Görmezsin ama yine de hissedersin bazen.
Bir dostum vardı çok çabalamıştım onun için yanlışlarına yanlış eklemesin diye.
Bir gün yemekten sonra gülüp konuşurken Durduk yere ciddileşti. Gideceğim dedi.
Ben hala gülüyordum. Her gideceğim diyen gitmezdi, gidemezdi.
-ne? , diyebildim yalnızca kuru kuruya.
Dayanamıyorum artık onunla gideceğim ister yanımda ol ister olma. Dedi.

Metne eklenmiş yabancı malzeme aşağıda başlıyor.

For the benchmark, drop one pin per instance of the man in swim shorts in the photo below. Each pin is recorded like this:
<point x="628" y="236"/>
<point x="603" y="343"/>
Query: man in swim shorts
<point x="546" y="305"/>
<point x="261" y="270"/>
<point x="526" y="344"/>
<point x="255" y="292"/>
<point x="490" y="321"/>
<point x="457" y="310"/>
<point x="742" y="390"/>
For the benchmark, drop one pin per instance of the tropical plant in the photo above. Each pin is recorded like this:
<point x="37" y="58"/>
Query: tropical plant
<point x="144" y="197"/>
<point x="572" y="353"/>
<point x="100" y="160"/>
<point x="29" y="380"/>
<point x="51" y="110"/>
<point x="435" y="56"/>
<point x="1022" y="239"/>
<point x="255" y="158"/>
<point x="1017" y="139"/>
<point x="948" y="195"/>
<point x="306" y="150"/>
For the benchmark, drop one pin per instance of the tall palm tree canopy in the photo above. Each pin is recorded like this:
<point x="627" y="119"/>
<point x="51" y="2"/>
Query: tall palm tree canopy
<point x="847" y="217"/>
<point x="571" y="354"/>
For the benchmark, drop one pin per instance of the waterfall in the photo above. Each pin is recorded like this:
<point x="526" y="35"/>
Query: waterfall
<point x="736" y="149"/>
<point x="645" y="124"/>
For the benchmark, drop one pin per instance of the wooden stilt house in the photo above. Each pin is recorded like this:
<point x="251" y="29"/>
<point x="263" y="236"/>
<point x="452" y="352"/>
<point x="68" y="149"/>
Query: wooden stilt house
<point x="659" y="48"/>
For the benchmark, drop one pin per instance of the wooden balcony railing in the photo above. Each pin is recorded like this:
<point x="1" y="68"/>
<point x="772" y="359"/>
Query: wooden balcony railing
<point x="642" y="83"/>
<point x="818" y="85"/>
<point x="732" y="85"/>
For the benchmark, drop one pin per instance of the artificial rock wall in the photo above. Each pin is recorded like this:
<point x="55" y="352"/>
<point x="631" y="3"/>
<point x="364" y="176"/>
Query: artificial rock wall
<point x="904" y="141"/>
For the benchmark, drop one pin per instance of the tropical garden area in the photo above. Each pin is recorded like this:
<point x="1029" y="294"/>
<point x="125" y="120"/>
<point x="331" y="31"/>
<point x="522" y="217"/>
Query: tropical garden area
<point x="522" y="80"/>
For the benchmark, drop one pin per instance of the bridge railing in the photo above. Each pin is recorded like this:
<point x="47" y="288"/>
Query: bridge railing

Gözlerine baktım, kabullendim.
Çünkü başka şansım yoktu.
Eğer elinizde şansınız varsa kabullenmeyin zira kabullenmek yolun son dönemeci.
Ben kabullendim, o gitti.
Yanında oldum.
Benden de gitti.
hani böyle gece uyku saati gelmiştir.
uyumaya gidersiniz yatağa, girersiniz ama tam uykuya dalacakken aslında çok aç olduğunuzu fark edersiniz.
kalkıp bir şeyler atıştırmak istersiniz ama uykuyu da bırakmak istemezsiniz, çünkü bıraksanız kaçabilir.
uyumalı mıyım, yoksa kalkıp bi şeyler atıştırmalı mıyım diye düşünürken; en sonunda uyumaya karar verirsiniz.
çünkü uyku huzurdur.
kalkıp bir şeyler atıştırdığınızda hem o huzuru kaçırabileceğiniz gibi, hem de yedikleriniz sizi rahatsız edebilir; bilirsiniz.
bu şekilde uyumak zor olur elbette, çünkü bir söz vardır; aç insanın üstüne dokuz kat yorgan örtsen yine uyuyamaz, diye. yine de güç bela uyursunuz.
kabullenmek de böyledir.
istediğiniz birçok şeyin arasından en huzurlu olana karar verip, diğerlerine zor olsa da göz yummaktır.
göz yummak zorundasınızdır. çünkü huzur o açlığı kabul edip, uyumaktadır.